La question du budget 2026 suscite de fortes tensions. Face à l’ampleur des efforts attendus, le Premier ministre veut associer les Français par un référendum. Un pari politique risqué… et juridiquement complexe.
Bayrou mise sur les Français pour faire accepter son plan
Lors de son entretien au Journal du Dimanche, François Bayrou a surpris en évoquant l’éventualité d’un référendum sur le budget 2026. L’objectif est clair : valider directement auprès du peuple un « plan cohérent, avec des propositions claires et lisibles » destiné à réduire les déficits et la dette publique. Pour rappel, l’exécutif prévoit un effort budgétaire de 40 milliards d’euros l’an prochain, avec pour ambition de ramener le déficit à 4,6 % du PIB. Ensuite, le cap est fixé à moins de 3 % d’ici 2029.

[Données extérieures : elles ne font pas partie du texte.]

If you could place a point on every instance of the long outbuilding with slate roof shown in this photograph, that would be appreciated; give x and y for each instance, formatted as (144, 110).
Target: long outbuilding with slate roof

Selon Bayrou, cette stratégie ne peut réussir que si les citoyens l’acceptent : « Il demandera des efforts à tout le monde », prévient-il. Il ne veut pas d’un passage en force, comme lors des réformes précédentes qui avaient entraîné grèves et manifestations. Cette fois, il appelle à une mobilisation collective autour d’un choix démocratique.
Une procédure très encadrée par la Constitution
Même si l’intention est affichée, l’organisation d’un référendum ne dépend pas du Premier ministre. Seul le président de la République, sur proposition du gouvernement ou du Parlement, peut décider d’y recourir. Ce mécanisme est prévu par l’article 11 de la Constitution, qui encadre strictement son utilisation. Le chef de l’État garde donc la main. D’ailleurs, François Bayrou l’admet lui-même : « Le gouvernement propose, le président décide. »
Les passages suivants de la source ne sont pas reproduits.